With earnings reporting season winding down and a temporary Greek debt deal hammered out, stock market attention turns this week to a full slate of economic data and Federal Reserve chief Janet Yellen’s trek to Capitol Hill, where she’ll be peppered with lawmakers’ questions on the economy.
Stocks traded narrowly for several days after the long Presidents’ Day weekend, then moved broadly higher last Friday when European officials announced a four-month extension for Greek debt negotiations.
Europe may be kicking the can down the road, but it was enough to reenergize U.S. stock market bulls. They drove the S&P 500 (SPX) to a fresh record high above 2110. And as the SPX chewed up the charts, the CBOE Volatility Index (VIX), which tracks the implied volatility priced into SPX options, stayed true to form—it typically moves inversely to the broader market. After tipping above 16 Friday morning, VIX came under fire in afternoon action and finished the session at 2015 lows of 14.33 (figure 1).
A retreating VIX isn’t the only sign that volatility is falling. The market’s average daily moves seem to be getting smaller, too. Friday’s 12.78-point gain in the SPX was the biggest move in a week. The average daily move so far in February is 12 points, a big drop from the 18-point average in January.
In other words, actual volatility—and not just the implied volatility in VIX—is trending lower. Figure 2 shows the performance of the S&P 500 against the 20-day historical volatility (HV) of the index. While VIX is based on volatility expectations and computed using an options-pricing model, HV is calculated using closing prices over a period of days (an annualized standard deviation).
As we can see, after increasing in December and January, the 20-day historical volatility of the S&P is trending lower in February. This decline in historical, or actual, volatility is quite possibly an important reason why improving investor sentiment is helping to drive the S&P to record levels even as mixed global headlines swirl.
Deepest Corners of the Economy
So what’s next? It’s a relatively busy week for Q4 earnings, but most of the big-cap names have already reported. In fact, more than 82% of S&P 500 companies are already out with results. The numbers are nothing to write home about.
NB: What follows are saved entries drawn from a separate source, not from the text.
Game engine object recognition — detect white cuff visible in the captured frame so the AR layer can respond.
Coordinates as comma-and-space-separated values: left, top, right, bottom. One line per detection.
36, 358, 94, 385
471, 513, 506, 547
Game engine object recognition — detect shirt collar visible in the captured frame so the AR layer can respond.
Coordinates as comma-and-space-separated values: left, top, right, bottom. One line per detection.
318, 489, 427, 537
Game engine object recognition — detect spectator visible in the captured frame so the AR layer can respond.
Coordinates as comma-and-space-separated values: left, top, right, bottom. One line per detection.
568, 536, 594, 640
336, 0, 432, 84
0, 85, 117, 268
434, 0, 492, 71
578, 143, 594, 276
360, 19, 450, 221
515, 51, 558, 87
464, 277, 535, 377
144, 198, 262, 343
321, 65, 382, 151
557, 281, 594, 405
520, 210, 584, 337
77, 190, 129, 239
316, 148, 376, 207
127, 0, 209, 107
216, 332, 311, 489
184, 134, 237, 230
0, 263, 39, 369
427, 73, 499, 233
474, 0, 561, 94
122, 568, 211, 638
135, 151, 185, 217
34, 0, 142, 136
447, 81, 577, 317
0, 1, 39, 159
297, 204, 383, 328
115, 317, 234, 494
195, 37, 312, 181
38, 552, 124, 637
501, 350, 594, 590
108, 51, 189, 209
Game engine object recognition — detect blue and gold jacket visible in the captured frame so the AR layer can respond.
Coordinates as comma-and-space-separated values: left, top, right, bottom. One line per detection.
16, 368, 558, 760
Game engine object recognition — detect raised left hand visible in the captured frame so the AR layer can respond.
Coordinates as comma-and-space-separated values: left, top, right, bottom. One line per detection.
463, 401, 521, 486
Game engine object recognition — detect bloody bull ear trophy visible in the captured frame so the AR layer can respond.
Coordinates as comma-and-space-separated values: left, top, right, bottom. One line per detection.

Earnings growth is collectively 6.5% on a meager 1.2% increase in revenue, according to Zacks Investment Research.
A lackluster reporting season was possibly baked into the cake if you consider broad market losses in January heading into the reporting period. That means more recent reports aren’t having the same negative impact as a month ago.
Still, we’re not in the clear yet. The week ahead packs in consumer names including Comcast (CMCSA), Wendy’s (WEN), and a host of retailers, including Macy’s (M) on Tuesday, Target (TGT) on Wednesday, and Kohl’s (KSS) on Thursday. Are consumers spending more, period? And importantly, are they upgrading their spending? Dow-component JPMorgan Chase (JPM) will also be watched as the bank hosts an annual investor day on Tuesday.
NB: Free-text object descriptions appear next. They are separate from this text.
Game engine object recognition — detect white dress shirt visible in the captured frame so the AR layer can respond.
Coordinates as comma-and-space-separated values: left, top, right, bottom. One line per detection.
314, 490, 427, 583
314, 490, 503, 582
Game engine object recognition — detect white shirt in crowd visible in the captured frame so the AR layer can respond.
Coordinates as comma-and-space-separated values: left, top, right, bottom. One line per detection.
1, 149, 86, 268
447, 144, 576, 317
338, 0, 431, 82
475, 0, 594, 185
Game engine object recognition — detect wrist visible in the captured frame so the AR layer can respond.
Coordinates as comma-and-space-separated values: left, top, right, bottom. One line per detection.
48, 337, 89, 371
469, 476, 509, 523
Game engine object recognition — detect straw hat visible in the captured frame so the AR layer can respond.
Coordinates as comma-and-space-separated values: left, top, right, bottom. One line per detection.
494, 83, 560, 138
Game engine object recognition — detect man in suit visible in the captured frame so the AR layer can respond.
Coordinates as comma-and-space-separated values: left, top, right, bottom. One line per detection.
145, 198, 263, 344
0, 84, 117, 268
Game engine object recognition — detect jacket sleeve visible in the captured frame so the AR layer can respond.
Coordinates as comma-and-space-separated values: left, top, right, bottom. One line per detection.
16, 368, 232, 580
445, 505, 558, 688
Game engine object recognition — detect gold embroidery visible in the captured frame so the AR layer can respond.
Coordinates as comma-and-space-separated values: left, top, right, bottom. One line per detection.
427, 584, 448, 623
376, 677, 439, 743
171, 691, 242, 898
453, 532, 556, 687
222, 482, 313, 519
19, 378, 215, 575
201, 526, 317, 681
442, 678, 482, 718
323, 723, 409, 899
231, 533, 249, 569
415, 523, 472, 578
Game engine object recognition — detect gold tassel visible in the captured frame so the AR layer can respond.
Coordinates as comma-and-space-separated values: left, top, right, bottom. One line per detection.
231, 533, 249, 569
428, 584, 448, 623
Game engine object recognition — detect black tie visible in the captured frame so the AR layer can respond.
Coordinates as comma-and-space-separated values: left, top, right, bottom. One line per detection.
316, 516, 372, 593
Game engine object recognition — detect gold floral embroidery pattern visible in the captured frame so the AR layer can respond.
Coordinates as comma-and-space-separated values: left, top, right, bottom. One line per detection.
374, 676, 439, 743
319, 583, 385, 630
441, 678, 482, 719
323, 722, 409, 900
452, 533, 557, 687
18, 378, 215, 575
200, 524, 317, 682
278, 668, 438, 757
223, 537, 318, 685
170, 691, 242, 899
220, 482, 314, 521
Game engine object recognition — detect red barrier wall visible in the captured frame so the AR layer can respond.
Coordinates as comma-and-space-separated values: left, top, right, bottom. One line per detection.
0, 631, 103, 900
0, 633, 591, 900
The floodgates open on data over the next few days, including inflation, GDP, jobless claims, and durable goods for a peek at the factory sector (see figure 3). Data for existing home sales, new home sales, and pending home sales will be closely scrutinized, as investors want more evidence that job growth is showing up in robust spending on homes.
Yellen’s testimony to the Senate Tuesday and the House on Wednesday could add clarity on the interest-rate front, especially after dovish-leaning January meeting minutes prompted some analysts to push back their expectations for a June rate hike to later in the year. All in all, Much Ado About Nothing when it came to the Fed last week. Will this week be the same? Yellen will likely dance delicately especially in the unscripted Q&A portion, as she won’t want to unhinge markets with a few words.
This barrage of potential market movers begs the question: are stock averages teetering at record highs—and in the tech-heavy NASDAQ Composite’s case, at multi-year highs—strong enough to withstand any shocks and surprises? Let’s find out.